Text/Foto: Jan Gathmann
  1. benutzerbild

    steppison

    dabei seit 03/2011

    Und um hier auf die "Egoisten" einzugehen: wer macht den Planeten platt bzw. hat das Jahrzehnte lange gemacht? Wer fährt die fetten Autos, wer hat Ställe voller Schweine im seinem Leben gefuttert? Wer rollt mit dem großen Wohnmobil durch die Gegend und stellt alle Straßen zu? Wer steht mittlerweile in Seitenstraßen, blockiert Anwohnerparkplätze und pennt "Vanlife" mäßig im tollen Bulli. Jedenfalls nicht die, die heute auf die erste Midlifecrisis zusteuern.

    Den Niedergang der Vereine den wenigen nachkommenden anzulasten ist daneben.

  2. benutzerbild

    handbuilt_and_british

    dabei seit 07/2019

    Grundsätzlich finde ich die Neuerungen gut und zeitgemäß.
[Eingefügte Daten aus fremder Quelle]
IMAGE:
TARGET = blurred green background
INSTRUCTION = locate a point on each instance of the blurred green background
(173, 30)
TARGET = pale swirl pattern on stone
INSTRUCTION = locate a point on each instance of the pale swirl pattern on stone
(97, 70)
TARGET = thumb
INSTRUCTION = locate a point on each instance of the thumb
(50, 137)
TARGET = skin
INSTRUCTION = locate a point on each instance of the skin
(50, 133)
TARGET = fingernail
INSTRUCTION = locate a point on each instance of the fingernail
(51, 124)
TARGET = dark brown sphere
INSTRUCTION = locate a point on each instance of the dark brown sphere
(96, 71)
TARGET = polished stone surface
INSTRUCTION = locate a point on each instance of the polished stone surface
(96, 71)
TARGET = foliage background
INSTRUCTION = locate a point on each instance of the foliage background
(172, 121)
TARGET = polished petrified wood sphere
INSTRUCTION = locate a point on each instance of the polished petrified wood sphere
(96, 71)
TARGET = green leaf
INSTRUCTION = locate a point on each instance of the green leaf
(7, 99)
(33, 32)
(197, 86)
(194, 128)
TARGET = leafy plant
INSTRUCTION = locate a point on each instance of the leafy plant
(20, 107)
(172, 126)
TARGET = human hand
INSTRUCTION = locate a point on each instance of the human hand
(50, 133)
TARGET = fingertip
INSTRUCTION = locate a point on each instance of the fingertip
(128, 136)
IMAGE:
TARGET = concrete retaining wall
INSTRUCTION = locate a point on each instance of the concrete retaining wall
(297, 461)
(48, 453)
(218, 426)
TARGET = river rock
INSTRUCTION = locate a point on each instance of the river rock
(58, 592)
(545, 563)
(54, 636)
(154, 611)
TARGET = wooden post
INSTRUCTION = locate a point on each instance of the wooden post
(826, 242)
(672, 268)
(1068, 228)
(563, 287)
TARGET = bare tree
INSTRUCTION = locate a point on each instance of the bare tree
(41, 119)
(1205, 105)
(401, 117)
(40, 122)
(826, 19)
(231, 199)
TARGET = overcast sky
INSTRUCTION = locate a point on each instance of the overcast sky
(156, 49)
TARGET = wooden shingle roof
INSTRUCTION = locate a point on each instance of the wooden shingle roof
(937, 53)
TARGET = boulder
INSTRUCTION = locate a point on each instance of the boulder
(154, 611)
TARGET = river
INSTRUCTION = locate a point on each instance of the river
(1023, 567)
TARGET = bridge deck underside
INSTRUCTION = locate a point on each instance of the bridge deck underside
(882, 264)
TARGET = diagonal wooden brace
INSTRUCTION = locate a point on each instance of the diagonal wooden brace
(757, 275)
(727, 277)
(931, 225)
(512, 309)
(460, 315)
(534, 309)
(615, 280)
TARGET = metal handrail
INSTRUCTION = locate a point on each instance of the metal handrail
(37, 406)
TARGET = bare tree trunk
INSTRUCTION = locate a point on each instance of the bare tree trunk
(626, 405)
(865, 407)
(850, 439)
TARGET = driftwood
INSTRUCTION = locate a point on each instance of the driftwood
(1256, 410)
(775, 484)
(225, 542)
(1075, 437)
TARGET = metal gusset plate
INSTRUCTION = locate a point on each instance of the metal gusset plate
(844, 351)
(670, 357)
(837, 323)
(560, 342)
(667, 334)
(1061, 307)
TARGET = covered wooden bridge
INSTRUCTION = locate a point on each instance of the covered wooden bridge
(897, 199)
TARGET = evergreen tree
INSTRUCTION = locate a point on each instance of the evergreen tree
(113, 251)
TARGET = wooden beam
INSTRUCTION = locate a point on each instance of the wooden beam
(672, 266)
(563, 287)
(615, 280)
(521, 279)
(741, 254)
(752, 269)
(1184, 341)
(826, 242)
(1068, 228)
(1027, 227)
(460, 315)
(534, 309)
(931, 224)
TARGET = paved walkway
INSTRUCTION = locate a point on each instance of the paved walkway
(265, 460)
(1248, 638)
    Betrachte das allerdings aus der Ferne, da ich in meiner aktiven Zeit genau 1x eine RTF zum Training mitgefahren bin und mir das viel zu gefährlich ist. Ich habe keine Lust von einem Gelegenheitsradler vom Rad geholt zu werden.....

  3. benutzerbild

    Ivo

    dabei seit 10/2008

    Das stimmt zu 50% Bin selber jahrelang Mitglied in einem Verein gewesen. Leider hat die "Gründergeneration" alle Vorschläge um den Verein attraktiver zu machen torpediert. Aktives mitmachen wie Trainingslager für ein Wochenende organisieren, das Ausarbeiten von neuen RTF Strecken usw. war nicht erwünscht. Dafür sollte man dann als einfache Arbeitskraft für deren wirre Projekte dienen. Darauf habe ich den Verein verlassen. Denke mal das wird in vielen Vereinen so sein. Also nicht nur eine Generation von Egoisten.

    So kenne ich es auch, von meinen alten Verein hier im Ortsteil. Also hab ich mich halt einen anderen Verein gesucht, dort aktiv geworden (sehr aktiv), einen Verein der wol sichselbst ständig neu erfindet.
  4. benutzerbild

    yokuha

    dabei seit 12/2020

    Das ist aber einfach gedacht. […]
    Das aber auch!

    Ja, x-life balance ist tatsächlich wichtig (wird aber oft auch zu wichtig/sprichwörtlich genommen). Familie, Kinder und die Arbeit nehmen viel Zeit in Anspruch.
    Egal ob Bommer, Generation X/Y/Z/whatever oder aus der Zeit dazwischen. Bei vielen(?) von uns ist die Arbeit auch nicht mit 9–5 getan und Großeltern sind evtl. weit weg um mit den Kids zu helfen…
    Aber wer 5–15 h/w Rad fahren kann sollte es trotz allem schaffen, 5–10 h pro Jahr bei einem Event zu helfen! Und häufig ist das tatsächlich das Problem – bei uns (im Verein) ist/wäre es überhaupt kein Problem die „Cheforganisatoren:innen“ zu finden, wenn es denn nicht so dramatisch schwierig bis unmöglich wär die 30 Leute zu finden die den einen halben/ganzen Tag mithelfen…
    Und da ist tatsächlich schon eine gehörige Portion Egoismus dabei.
  5. benutzerbild

    Netzmeister!

    dabei seit 03/2022

    Als ehemaliger und langjähriger RTF-Fachwart und aktiver Helfer ist mir der Aufwand für jeden Einzelnen durchaus bewusst und meine Angaben beruhen auf entsprechender Erfahrung.
    Wenn man vernünftig plant und sich auf (leider immer dieselben) Helfer verlassen kann, ist das alles machbar.

    Dass Familie und berufliche Belange an erster Stelle kommen, ist selbstverständlich.
    Wer jedoch die Zeit hat: es muss ja nicht von A-Z geholfen werden. Ich habe meine Helfer so eingeteilt, dass sie auch nur an einem Tag zum Gelingen beigetragen haben. Wer z.B. am Samstag hilft, kann dann am Veranstaltungstag eine Tour fahren - und ggf. beim Abbau noch mitanpacken.

    Wie heißt es so schön: Viele Hände-schnelles Ende. Aber die muss man eben erst einmal finden. Und große Mitgliederzahlen bedeuten noch lange nicht, dass so eine RTF/CTF durchführbar ist. Manchmal habe ich das Gefühl, dass bei kleineren Vereinen der Enthusiasmus größer ist.